Eating blueberries could help improve memory and cognitive function, a new study finds.

Researchers recruited 47 older adults with mild cognitive impairment.

Some of them had the equivalent of a cup of blueberries in powder form each day for 16 weeks.

Others had a placebo powder.

Professor Robert Krikorian, who led the research, explained the results:

“There was improvement in cognitive performance and brain function in those who had the blueberry powder compared with those who took the placebo.
The blueberry group demonstrated improved memory and improved access to words and concepts.
Our new findings corroborate those of previous animal studies and preliminary human studies, adding further support to the notion that blueberries can have a real benefit in improving memory and cognitive function in some older adults.”

A second study examined older people who thought their memories might be declining, but who did not have a diagnosis.

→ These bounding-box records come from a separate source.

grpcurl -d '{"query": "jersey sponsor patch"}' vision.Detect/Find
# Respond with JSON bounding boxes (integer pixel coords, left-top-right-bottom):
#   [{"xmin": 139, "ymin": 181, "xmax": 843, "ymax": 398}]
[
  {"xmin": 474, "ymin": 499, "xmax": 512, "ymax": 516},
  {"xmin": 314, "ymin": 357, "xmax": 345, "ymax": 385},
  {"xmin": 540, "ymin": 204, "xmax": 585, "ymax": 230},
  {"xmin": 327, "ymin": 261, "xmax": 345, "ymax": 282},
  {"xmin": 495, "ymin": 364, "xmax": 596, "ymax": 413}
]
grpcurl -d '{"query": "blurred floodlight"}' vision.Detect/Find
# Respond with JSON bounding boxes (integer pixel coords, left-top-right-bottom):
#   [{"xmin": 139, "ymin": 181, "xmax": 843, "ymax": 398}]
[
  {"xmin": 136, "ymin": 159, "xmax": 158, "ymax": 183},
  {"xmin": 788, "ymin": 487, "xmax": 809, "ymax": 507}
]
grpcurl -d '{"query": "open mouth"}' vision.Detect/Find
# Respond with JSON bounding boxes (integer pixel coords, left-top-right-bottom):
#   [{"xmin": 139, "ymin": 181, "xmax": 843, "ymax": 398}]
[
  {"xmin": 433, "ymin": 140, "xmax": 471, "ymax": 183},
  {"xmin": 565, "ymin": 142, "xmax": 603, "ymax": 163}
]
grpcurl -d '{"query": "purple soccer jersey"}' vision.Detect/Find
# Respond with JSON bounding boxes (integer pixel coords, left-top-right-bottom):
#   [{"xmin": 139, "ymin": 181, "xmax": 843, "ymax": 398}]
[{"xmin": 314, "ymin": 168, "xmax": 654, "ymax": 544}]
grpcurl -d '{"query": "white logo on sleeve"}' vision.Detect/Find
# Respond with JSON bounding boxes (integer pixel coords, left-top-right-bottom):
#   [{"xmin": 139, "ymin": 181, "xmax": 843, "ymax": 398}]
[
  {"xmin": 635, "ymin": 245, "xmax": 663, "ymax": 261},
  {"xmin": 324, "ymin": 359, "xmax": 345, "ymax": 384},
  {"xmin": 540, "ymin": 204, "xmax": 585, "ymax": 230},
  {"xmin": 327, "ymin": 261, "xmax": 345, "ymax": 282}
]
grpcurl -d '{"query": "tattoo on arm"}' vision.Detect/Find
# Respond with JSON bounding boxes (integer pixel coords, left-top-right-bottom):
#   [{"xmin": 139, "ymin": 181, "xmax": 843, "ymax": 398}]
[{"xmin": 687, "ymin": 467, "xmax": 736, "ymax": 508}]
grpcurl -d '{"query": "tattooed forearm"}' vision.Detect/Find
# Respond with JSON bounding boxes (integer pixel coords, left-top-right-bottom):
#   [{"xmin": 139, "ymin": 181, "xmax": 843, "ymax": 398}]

They were split into four groups with comparison groups for fish oil and various other combinations.

Professor Krikorian said:

“The results were not as robust as with the first study.
Cognition was somewhat better for those with powder or fish oil separately, but there was little improvement with memory.”

It could be that the blueberries are better for people with some impairments and not so effective for those who are more healthy, Professor Krikorian said.

The study was presented at the at the 251st National Meeting & Exposition of the American Chemical Society (ACS).